Children’s Budget 2022 uncovered additional bright spots in our nation’s investment in children. Since 2017:

  • Funding for children’s mental health has increased by 11.3%.
  • The share of federal spending going to children’s environmental health increased by 25%.
  • The share of federal spending dedicated to education programs increased by 105%.
  • The share of federal spending on justice and child protection increased by 28%.
  • The share of federal spending on children’s nutrition programs increased by 36%.
  • The share of federal spending on children’s income support programs increased by 21%.

Key declines, however, temper the good news

Children continue to reap the benefits of increased funding in response to the pandemic, but lawmakers have begun paring back these investments and are on track to reverse the progress made, particularly the gains achieved under the American Rescue Plan Act. For instance, from FY 2021 to FY 2022, funding for children in inflation-adjusted dollars dropped more than 17%.

In fact, nearly half of the areas we track saw decreases from FY 2017:

  • The share of federal spending going to early childhood decreased by 10%.
  • The share of federal spending going to children’s health decreased by 11%.
  • The share of federal spending going to children’s housing decreased by 14%.
  • The share of federal spending going to youth training decreased by 28%.
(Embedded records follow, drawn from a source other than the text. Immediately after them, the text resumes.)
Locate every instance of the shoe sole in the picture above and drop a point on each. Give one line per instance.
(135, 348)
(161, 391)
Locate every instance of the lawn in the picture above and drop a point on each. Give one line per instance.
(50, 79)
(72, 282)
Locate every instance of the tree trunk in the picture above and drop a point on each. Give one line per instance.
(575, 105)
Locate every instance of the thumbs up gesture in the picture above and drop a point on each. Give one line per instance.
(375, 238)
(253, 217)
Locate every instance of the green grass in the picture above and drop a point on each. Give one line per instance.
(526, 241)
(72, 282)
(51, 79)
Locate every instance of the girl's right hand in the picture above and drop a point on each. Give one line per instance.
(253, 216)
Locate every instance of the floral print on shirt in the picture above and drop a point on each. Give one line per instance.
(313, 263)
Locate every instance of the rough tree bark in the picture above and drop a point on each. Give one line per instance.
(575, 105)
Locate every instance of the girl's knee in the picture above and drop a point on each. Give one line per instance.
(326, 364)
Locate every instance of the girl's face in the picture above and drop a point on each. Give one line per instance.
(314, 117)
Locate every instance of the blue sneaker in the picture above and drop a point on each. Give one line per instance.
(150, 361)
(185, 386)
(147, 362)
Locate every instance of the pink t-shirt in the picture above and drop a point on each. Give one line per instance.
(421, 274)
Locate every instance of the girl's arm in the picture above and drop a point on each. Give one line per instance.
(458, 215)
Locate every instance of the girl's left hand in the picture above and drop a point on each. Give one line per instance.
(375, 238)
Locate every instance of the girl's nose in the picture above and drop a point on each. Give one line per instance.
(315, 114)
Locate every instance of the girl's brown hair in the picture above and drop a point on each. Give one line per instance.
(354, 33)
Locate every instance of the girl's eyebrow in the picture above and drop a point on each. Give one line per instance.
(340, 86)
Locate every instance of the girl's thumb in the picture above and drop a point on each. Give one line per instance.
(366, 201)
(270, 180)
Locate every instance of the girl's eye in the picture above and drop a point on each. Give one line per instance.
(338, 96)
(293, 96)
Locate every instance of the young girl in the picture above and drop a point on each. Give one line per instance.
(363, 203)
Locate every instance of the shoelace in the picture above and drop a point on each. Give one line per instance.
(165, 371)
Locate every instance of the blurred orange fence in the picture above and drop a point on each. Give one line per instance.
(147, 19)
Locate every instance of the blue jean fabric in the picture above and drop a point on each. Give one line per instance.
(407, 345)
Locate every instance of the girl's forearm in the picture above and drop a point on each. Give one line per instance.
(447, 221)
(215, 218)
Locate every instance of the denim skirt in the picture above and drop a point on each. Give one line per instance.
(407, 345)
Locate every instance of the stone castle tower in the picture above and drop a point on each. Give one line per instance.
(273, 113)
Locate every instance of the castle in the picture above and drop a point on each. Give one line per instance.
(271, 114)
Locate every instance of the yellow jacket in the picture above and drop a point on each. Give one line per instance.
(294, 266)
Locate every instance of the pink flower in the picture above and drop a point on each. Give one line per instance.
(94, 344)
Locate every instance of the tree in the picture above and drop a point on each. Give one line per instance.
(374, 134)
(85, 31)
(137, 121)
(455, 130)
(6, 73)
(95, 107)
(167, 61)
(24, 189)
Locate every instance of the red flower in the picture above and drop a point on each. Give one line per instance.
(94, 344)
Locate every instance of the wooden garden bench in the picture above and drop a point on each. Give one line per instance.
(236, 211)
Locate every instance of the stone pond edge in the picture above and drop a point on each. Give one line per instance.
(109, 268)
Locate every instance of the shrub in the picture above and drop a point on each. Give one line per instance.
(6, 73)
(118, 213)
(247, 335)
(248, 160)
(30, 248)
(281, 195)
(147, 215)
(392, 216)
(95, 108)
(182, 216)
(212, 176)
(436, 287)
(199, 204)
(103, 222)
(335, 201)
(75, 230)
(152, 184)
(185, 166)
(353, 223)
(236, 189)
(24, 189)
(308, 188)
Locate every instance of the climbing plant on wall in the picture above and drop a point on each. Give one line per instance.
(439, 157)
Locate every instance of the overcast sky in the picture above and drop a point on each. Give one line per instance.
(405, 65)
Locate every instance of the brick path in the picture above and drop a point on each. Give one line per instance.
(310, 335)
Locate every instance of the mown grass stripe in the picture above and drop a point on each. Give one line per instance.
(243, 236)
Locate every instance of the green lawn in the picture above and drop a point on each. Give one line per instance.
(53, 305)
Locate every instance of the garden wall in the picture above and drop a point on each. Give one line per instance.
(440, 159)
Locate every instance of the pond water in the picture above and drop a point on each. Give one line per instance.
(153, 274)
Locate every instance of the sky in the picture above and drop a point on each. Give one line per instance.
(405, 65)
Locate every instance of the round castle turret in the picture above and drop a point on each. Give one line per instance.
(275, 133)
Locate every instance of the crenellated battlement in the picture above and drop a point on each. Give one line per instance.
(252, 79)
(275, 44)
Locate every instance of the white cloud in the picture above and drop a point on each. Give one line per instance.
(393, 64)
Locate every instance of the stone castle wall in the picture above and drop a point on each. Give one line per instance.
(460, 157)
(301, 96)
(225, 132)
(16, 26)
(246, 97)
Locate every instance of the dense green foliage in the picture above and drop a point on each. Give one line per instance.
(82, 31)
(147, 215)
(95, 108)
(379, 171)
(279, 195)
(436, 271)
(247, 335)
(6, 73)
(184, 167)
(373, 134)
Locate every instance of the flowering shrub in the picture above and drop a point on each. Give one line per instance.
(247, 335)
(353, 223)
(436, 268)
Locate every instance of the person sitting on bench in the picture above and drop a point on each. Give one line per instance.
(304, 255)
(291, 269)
The United States historically has spent just a sliver of its international budget on children and that trend continues in this year’s Children’s Budget.
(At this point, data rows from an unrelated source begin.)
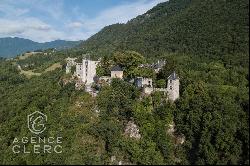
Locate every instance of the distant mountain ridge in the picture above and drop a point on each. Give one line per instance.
(206, 27)
(10, 47)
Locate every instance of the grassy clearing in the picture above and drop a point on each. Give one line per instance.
(30, 73)
(53, 67)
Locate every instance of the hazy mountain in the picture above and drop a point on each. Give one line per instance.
(10, 47)
(187, 26)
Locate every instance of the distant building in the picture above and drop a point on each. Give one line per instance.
(86, 71)
(141, 82)
(158, 66)
(70, 63)
(173, 87)
(104, 80)
(117, 72)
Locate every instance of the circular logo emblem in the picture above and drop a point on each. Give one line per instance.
(36, 122)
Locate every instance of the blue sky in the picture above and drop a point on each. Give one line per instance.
(47, 20)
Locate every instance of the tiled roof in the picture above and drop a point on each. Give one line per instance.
(116, 68)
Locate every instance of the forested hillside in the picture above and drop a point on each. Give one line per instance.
(205, 42)
(187, 26)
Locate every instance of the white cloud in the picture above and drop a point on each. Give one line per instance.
(75, 25)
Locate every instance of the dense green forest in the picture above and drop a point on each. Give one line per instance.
(205, 42)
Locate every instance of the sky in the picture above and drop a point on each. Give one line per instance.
(47, 20)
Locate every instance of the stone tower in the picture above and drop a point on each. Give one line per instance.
(173, 87)
(86, 71)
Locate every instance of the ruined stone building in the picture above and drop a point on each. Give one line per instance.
(173, 87)
(141, 82)
(70, 63)
(86, 71)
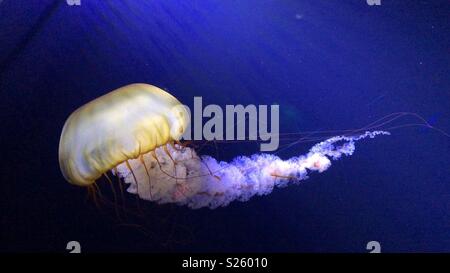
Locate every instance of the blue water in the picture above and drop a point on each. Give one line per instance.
(328, 64)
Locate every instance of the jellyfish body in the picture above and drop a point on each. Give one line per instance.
(130, 132)
(121, 125)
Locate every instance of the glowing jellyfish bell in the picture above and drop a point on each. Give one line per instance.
(124, 124)
(130, 131)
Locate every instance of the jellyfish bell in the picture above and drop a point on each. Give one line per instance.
(132, 133)
(121, 125)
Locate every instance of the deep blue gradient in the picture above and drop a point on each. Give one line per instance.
(328, 64)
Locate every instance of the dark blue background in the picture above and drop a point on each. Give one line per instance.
(328, 64)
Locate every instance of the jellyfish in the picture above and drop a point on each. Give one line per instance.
(133, 132)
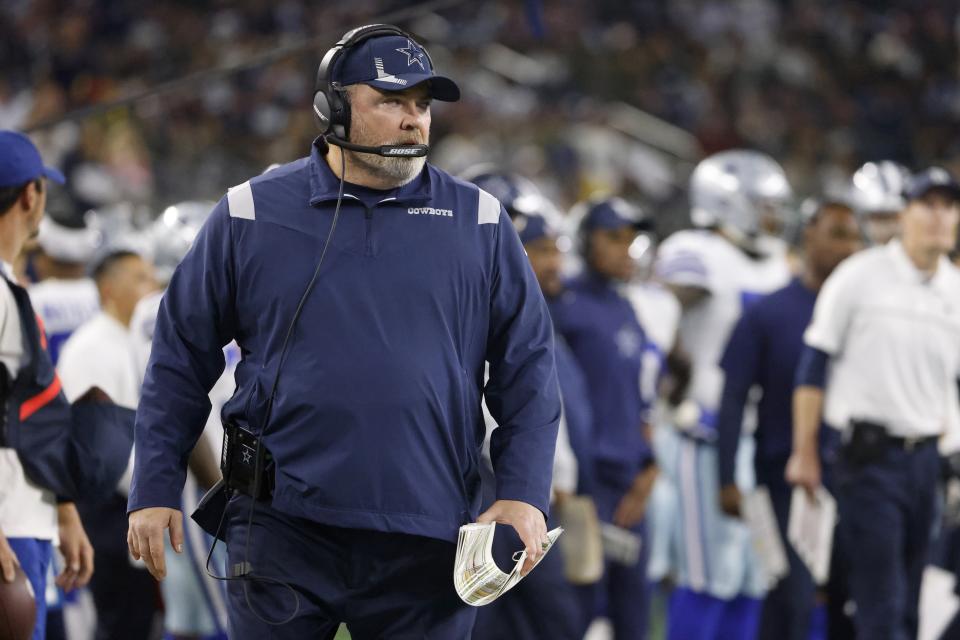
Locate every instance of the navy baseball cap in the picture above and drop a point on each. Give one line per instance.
(20, 161)
(392, 63)
(614, 213)
(929, 179)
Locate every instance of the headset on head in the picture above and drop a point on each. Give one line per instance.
(331, 109)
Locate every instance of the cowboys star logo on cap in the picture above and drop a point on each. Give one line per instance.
(413, 53)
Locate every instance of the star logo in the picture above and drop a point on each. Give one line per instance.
(413, 53)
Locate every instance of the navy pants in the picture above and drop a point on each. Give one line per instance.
(886, 511)
(788, 607)
(34, 557)
(623, 593)
(382, 585)
(126, 597)
(543, 605)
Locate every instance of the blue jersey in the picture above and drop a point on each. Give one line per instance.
(377, 421)
(763, 350)
(601, 327)
(578, 413)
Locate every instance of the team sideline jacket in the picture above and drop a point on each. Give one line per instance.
(377, 421)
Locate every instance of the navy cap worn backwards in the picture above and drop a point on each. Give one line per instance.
(20, 161)
(929, 179)
(392, 63)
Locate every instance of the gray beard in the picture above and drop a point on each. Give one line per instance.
(399, 170)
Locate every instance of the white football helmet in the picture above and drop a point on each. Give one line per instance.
(878, 187)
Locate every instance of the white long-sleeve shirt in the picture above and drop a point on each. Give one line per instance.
(26, 510)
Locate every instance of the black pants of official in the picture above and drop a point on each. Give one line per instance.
(886, 514)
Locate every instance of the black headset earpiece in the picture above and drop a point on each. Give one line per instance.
(331, 110)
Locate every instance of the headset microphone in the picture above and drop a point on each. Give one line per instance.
(388, 150)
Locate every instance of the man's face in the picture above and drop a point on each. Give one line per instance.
(546, 260)
(609, 253)
(389, 118)
(881, 226)
(930, 223)
(831, 238)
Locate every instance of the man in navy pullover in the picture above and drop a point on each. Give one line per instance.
(603, 331)
(376, 425)
(764, 350)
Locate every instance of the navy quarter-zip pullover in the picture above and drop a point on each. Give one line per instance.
(377, 421)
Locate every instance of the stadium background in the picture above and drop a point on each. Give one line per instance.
(144, 104)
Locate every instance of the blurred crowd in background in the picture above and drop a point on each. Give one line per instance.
(560, 92)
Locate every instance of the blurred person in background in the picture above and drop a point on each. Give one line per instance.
(762, 353)
(62, 292)
(877, 196)
(545, 604)
(31, 518)
(595, 317)
(886, 326)
(101, 353)
(733, 256)
(444, 288)
(193, 603)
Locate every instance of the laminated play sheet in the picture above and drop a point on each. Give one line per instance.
(476, 576)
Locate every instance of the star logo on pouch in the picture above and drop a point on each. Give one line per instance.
(413, 53)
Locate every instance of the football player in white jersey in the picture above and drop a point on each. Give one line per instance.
(194, 602)
(877, 196)
(738, 206)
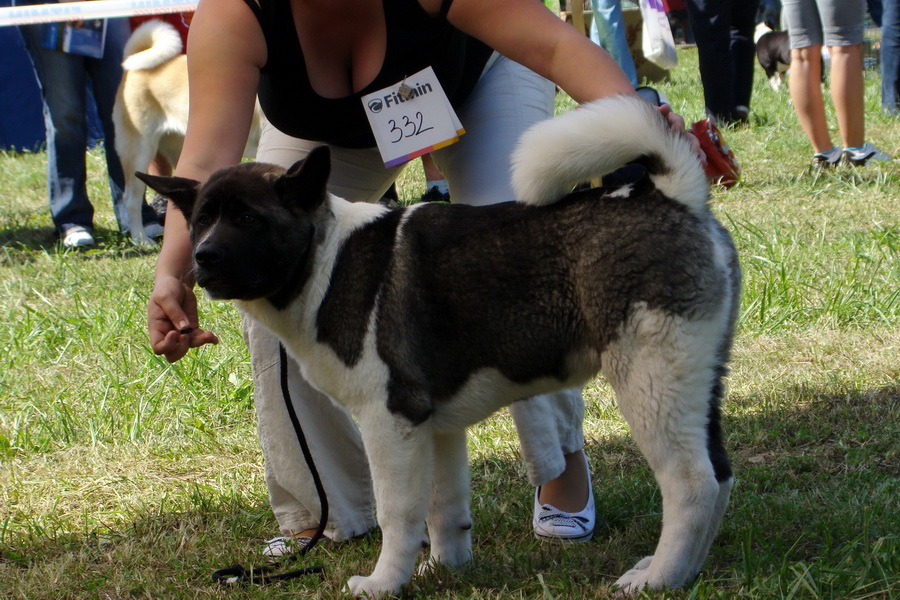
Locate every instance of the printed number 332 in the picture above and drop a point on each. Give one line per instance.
(409, 128)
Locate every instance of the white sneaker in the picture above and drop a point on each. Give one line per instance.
(551, 523)
(827, 160)
(863, 155)
(77, 237)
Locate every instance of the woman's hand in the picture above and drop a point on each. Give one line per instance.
(172, 320)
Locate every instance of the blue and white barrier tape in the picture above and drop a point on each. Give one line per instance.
(94, 9)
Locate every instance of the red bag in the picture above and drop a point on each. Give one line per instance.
(721, 165)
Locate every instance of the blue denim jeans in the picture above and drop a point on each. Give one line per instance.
(608, 31)
(890, 56)
(64, 79)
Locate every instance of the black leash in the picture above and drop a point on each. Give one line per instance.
(264, 574)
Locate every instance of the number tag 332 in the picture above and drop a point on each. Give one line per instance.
(411, 118)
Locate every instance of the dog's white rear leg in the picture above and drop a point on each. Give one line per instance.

Global crises, including the ongoing COVID-19 pandemic, are upending the lives of children and youth around the world, making it harder than ever for them to thrive and reach their full potential.

In under-resourced parts of the world, this confluence of challenges is undermining decades of progress to improve children’s health and well-being. Children and young people internationally receive a minimal share of foreign assistance funding. Only about $.085 of every $1 of foreign assistance investments benefitted children.

Children need lawmakers to be ambitious and prioritize them in federal budget decisions, or we will revert back to a declining share of federal spending on kids.

If Congress fails to act on critical policy issues and budgetary decisions of importance to children, we will see rising rates of child poverty, increasing numbers of uninsured children, more children left hungry and homeless, and an increase in the number of kids living in high-stress and under-resourced households, which can lead to higher levels of child abuse— both at home and abroad.